Shadow IT use at Okta behind series of damaging breaches

An Okta employee who signed into their personal Google account on a company-owned device appears to have been the source a breach that is now known to have impacted a total of 134 downstream customers, including several other suppliers of authentication services.

The breach, which began on 28 September and lasted until 17 October, saw an undisclosed threat actor gain unauthorised access to Okta’s customer support system where they were able to hijack files containing session tokens that could then be used to conduct session hijacking attacks.

The threat actor was able to attack five of the 134 customers, three of which – 1Password, BeyondTrust and Cloudflare – have spoken publicly about the incident.

Okta CISO David Bradbury said: “The unauthorised access to Okta’s customer support system leveraged a service account stored in the system itself. This service account was granted permissions to view and update customer support cases.

“During our investigation into suspicious use of this account, Okta Security identified that an employee had signed into their personal Google profile on the Chrome browser of their Okta-managed laptop.

“The username and password of the service account had been saved into the employee’s personal Google account. The most likely avenue for exposure of this credential is the compromise of the employee’s personal Google account or personal device,” he said.

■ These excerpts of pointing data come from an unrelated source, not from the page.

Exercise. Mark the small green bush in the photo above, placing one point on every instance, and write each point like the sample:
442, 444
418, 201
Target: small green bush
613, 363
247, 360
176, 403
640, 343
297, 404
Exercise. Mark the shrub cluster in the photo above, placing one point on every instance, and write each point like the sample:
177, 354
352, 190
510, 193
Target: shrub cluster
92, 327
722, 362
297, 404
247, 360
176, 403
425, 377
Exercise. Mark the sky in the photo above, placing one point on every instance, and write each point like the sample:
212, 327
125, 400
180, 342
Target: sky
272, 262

Bradbury added: “We offer our apologies to those affected customers, and more broadly to all our customers that trust Okta as their identity provider. We are deeply committed to providing up-to-date information to all our customers.”

Okta said its investigation had been complicated by a failure to identify file downloads in customer support vendor logs. This is because when a user opens and views support files, the system generates a specific log event and record ID and ties it to the file – but if the user navigates directly to the Files tab in the customer support system (which the threat actor did do) they generate a different log event and a different record ID.

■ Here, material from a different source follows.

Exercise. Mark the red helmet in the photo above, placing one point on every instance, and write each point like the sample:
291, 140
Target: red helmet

Because its investigations at first focused on access to support cases, meaning it assessed the logs linked to these cases, it took until 13 October – when BeyondTrust provided Okta with a suspicious IP address it had been able to attribute to the attacker – for Okta to identify the additional file access events and link them to the compromised employee account.

Indeed, for some time, Okta said it suspected that 1Password – the first customer to contact it – had been the victim of a malware or phishing attack.

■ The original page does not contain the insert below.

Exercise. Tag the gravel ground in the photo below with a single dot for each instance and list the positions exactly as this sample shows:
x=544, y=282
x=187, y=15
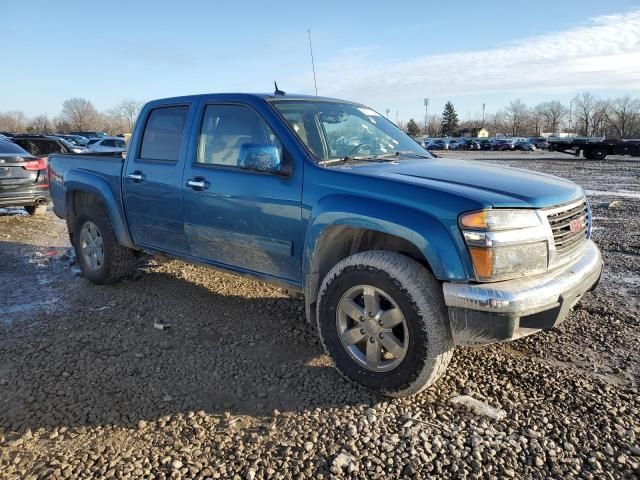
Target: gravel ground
x=237, y=386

This may go some way to explaining why BeyondTrust, which first reported suspicious activity in its Okta tenant on 2 October, had complained that Okta’s response had been slower than ideal, and its chief technology officer (CTO) said he had struggled to convince Okta that the incident had originated through its systems.

Okta has now published details of what it has done to remediate the situation. The compromised customer service account has been disabled and it has implemented a specific configuration option within Chrome Enterprise that stops employees from signing into Chrome on an Okta-run laptop with a personal profile. It has also deployed additional detection and monitoring rules across its customer support system.

As an additional step for customers, it has released session token binding based on network location as a product enhancement to help mitigate the threat of session token theft against Okta admins, who will now be made to reauthenticate if a network change is detected. This feature is not being rolled out by default, but will need to be enabled in the early access section of the Okta admin portal.